Vor einem seiner legendären Flankenbälle: Stephan Lichtsteiner
Der rechte Aussenverteidiger der Nation: Stephan Lichtsteiner ist einer der Bausteine der andauernden Erfolgs-Ära der Schweizer Fussball-Nationalmannschaft. Keystone

Am Sonntag startet die Schweiz gegen Rekordweltmeister Brasilien in die Fussball-WM. Stephan Lichtsteiner trifft auf Superstar Neymar. Der Schweizer Captain kann in Russland seine grossartige Karriere krönen.

Man muss diese Geschichte dringend erwähnen, um sich Stephan Lichtsteiner anzunähern: Vor etwas mehr als drei Jahren also sagte der Captain der Schweizer Fussball-Nationalmannschaft in mehreren Interviews, es gehe ihm nicht um «richtige und andere Schweizer».

Aber natürlich ging es ihm genau darum. «Wir brauchen im Nationalteam Identifikationsfiguren», sagte Lichtsteiner, es war eine gezielte Aktion, um eine Debatte anzuschieben, welche die Fussballschweiz schon lange beschäftigt. «Es ist ein heikles Thema, das weiss ich», sagte Lichtsteiner, «es ist aber auch ein Thema, vor dem wir uns nicht verschliessen dürfen».

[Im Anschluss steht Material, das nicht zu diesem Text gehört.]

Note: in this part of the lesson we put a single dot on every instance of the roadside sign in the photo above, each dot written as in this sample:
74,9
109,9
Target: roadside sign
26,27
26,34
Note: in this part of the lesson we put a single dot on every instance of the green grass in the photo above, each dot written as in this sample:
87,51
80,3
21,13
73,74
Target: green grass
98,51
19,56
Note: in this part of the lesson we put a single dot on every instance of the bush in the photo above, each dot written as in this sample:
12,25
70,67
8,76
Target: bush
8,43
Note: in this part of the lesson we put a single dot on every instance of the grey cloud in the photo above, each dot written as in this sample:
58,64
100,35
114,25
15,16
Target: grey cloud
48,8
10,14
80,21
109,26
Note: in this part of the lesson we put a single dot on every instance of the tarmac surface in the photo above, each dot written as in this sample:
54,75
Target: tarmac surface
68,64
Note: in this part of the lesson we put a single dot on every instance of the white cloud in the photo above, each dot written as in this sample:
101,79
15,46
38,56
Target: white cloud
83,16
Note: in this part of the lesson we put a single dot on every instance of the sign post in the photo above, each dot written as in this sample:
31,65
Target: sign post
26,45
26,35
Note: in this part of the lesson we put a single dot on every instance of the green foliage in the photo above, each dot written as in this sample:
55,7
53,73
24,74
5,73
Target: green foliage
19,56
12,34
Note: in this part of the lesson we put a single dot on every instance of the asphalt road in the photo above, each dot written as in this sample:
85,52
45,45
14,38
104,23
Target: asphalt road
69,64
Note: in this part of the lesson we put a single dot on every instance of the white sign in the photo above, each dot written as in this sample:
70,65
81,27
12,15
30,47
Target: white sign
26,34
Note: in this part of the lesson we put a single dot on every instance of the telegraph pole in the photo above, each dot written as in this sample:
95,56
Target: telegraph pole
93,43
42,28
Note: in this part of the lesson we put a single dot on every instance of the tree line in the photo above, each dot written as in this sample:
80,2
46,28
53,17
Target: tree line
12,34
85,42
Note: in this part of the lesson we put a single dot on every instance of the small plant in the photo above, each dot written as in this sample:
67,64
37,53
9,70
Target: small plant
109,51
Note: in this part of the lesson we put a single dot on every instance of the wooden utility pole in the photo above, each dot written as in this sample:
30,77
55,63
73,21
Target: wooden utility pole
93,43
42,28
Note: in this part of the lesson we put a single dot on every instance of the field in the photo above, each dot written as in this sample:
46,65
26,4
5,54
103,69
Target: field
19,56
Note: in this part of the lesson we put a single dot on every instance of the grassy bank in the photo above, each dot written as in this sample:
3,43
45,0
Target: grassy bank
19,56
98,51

Stephan Lichtsteiner sprach aus, was an den Stammtischen des Landes eifrig diskutiert wird. In der Schweizer Auswahl stehen viele Secondos, für viele zu viele, so ist das, und natürlich wusste Lichtsteiner, was er mit seinen Aussagen auslösen würde. Aber er ist keiner, der dem Frieden zuliebe schweigt, wenn ihn etwas beschäftigt. Und man liegt vermutlich nicht falsch, wenn man glaubt, Lichtsteiner hätte lieber mehr Meiers, Müllers und Gerbers im Nationalteam.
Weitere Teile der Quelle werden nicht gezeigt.